The printed circuit board (pcb) is to be found in almost all electronic devices including mobile phones, i-pods, computer mother boards, TVs, calculators, washing machines, radios and car electronics. A pcb is a rugged and effective way of wiring-up electronic components to create electronic devices.

The basic pcb consists of a thin laminate or fibreglass board covered on one side with a thin layer of copper. The copper is etched to form a complex circuit of 'tracks' which are used to wire-up and interconnect the electronic components attached to the board. Modern pcbs in mobile phones and computers, usually consist of a number of very thin boards sandwiched together to make a complex multi-layer pcb.

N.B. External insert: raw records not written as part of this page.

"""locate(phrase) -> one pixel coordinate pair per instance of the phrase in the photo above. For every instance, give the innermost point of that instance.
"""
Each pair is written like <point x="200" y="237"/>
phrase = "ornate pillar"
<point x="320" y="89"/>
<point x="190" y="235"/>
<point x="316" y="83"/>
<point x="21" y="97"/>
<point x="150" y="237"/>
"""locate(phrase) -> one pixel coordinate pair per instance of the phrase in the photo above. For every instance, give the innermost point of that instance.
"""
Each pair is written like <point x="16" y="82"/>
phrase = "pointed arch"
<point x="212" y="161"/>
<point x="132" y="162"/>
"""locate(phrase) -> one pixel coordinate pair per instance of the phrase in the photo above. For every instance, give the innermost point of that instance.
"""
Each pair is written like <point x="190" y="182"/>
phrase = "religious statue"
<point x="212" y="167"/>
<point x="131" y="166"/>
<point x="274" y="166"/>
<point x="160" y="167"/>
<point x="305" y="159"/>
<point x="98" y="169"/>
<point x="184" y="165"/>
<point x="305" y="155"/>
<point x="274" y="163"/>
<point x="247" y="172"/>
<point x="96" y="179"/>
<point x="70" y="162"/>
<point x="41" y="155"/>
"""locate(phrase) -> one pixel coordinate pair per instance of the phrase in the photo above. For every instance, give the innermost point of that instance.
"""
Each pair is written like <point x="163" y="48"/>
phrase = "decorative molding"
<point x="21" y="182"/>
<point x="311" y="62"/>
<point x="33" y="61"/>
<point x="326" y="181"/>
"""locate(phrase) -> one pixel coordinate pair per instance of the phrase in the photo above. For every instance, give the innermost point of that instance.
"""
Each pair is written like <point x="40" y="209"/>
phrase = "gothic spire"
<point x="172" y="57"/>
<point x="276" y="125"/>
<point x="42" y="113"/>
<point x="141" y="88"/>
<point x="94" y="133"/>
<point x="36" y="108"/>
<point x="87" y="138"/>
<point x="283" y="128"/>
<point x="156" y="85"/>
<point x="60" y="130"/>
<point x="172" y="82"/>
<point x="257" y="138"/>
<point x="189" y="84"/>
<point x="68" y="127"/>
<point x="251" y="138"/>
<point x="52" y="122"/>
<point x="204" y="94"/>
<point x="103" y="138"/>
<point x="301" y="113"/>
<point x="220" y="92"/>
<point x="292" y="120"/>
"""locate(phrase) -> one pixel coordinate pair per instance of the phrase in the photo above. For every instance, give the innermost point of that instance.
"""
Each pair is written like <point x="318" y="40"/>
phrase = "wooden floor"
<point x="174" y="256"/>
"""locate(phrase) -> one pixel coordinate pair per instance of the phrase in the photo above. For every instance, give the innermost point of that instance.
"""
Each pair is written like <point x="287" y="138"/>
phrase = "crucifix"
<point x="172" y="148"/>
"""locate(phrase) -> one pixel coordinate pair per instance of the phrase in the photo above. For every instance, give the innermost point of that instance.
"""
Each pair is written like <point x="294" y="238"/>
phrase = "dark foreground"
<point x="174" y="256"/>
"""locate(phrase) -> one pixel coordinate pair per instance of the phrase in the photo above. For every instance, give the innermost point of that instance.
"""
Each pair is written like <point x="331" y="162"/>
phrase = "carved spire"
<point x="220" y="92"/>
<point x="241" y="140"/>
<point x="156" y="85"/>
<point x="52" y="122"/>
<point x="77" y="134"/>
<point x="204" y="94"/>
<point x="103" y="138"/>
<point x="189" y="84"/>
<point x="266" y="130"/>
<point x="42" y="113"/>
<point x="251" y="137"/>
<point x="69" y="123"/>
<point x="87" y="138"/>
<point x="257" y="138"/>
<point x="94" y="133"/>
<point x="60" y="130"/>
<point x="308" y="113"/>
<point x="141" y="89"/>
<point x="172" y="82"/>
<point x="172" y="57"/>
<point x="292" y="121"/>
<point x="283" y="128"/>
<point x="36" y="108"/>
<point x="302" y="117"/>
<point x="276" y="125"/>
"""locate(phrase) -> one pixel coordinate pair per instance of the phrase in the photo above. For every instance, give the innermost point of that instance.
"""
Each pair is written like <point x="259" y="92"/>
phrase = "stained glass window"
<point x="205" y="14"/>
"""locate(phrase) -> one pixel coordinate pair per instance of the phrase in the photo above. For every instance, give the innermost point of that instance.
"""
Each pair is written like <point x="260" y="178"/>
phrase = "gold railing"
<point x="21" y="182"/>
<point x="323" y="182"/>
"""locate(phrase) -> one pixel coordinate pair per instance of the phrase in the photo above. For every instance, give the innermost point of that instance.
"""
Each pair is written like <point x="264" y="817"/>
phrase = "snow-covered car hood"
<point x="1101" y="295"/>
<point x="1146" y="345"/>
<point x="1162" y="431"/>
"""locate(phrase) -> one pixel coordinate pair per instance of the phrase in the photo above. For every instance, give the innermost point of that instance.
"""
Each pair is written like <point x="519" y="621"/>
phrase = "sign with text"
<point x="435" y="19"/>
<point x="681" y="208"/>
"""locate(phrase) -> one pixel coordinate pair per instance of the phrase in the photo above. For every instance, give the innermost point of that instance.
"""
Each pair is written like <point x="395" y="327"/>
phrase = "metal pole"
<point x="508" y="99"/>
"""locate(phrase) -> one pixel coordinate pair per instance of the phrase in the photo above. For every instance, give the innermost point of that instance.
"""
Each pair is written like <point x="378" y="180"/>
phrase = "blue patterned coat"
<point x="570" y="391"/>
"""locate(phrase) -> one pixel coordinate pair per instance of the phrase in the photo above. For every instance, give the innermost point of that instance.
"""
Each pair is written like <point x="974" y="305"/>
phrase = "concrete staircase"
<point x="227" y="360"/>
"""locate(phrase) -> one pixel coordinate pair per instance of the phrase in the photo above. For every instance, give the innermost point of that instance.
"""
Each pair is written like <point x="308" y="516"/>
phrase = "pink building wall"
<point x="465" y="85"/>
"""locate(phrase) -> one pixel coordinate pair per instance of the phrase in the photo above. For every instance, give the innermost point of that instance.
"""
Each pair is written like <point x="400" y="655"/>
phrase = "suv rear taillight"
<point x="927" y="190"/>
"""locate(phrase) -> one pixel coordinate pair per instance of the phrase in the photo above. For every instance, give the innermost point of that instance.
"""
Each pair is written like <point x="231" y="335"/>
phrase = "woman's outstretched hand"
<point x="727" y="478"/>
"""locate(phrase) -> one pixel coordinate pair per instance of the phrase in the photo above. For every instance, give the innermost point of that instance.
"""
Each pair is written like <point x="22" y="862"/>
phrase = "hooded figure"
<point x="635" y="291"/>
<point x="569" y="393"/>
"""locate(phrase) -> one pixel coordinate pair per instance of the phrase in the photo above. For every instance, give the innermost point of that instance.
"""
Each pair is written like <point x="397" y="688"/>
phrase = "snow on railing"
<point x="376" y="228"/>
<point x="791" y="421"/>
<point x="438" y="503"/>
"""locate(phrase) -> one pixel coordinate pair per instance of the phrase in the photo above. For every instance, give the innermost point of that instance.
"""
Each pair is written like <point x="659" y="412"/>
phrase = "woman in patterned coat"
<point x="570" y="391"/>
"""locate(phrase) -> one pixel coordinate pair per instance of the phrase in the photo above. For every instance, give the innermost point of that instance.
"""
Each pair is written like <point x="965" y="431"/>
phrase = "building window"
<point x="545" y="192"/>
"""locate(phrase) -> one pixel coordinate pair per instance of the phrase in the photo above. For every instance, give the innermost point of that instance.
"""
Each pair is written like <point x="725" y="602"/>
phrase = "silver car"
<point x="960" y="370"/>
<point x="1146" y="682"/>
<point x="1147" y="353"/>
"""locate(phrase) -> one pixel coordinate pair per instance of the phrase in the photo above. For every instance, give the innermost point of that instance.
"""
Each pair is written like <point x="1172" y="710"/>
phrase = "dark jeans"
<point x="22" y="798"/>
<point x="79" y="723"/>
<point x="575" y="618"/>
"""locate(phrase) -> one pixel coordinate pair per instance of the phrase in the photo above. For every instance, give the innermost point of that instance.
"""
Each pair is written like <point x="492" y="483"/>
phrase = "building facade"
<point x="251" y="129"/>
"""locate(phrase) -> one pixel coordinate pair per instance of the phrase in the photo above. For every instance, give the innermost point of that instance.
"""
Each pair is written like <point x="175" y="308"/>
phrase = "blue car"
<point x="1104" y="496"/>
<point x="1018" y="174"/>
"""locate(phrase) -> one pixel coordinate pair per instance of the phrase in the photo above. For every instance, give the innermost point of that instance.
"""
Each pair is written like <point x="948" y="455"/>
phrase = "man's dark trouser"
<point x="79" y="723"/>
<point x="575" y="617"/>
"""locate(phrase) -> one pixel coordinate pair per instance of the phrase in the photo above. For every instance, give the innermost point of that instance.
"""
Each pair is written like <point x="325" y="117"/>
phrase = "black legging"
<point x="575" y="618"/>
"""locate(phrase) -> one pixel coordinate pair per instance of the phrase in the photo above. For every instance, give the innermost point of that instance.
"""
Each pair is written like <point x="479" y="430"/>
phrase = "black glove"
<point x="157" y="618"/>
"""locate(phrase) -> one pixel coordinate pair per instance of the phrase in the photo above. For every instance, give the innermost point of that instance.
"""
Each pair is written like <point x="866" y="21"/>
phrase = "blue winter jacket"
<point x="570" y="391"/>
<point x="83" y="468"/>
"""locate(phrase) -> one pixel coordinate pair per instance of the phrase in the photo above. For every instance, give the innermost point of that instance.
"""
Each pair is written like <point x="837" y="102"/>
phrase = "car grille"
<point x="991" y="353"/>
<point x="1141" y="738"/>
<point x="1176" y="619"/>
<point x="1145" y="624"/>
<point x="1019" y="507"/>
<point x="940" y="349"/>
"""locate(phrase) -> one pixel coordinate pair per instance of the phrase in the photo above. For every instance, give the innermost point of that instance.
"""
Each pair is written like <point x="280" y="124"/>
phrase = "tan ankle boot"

The pcb track pattern is made by etching away the unwanted copper to leave the desired interconnections. Firstly an etch-resistant pattern - the resist - is drawn on to the copper. This can be painted on using a suitable marker pen or screen print techniques can be used. The pcb is then placed in an etch which will remove all the bare uncovered copper, leaving the covered copper (the tracks) untouched. The steps to making a pcb are shown in the photos and include:

1) Cut the pcb to the correct size and clean to remove all dirt and grease
2) Drawn on the resist artwork pattern, shown in blue (I wrote 'The Mole' and 'RSC' and draw in three pads / connections for a resistor, LED and battery)
3) Etch for 10 to 15 minutes
4) Remove from etch and wash
5) Remove resist with solvent to reveal the copper tracks (see forth photo)
6) Drill and fit components through the holes
7) Solder components leads to the copper tracks. With the pcb turned over you can see the simple LED circuit on the fibre side of the board.

Various chemicals can be used as an etch to remove the copper. Nitric acid and ammonium persulphate can be used but ferric III chloride is standard. The reaction of copper with FeCl3 is a two step redox reaction:

FeCl₃ + Cu → FeCl₂ + CuCl

FeCl₃ + CuCl → FeCl₂ + CuCl₂

Warming and agitating the etch solution (using vibrations and air bubbles) can greatly speed-up the process and produce a cleaner finish. After etching, cleaning and drilling, the pcbs are often dipped in a stannous chloride (SnCl₂ ) compound to deposit a thin film of tin on the copper tracks. This provides a surface that does not tarnish as quickly as the pure copper but is still easy to solder. In addition to the chemical etching methods, modern CNC micro-milling machines are also being used to create pcbs. Channels can be cut into the bare copper using a tiny cutting tool to create complex tracks and wiring circuitry.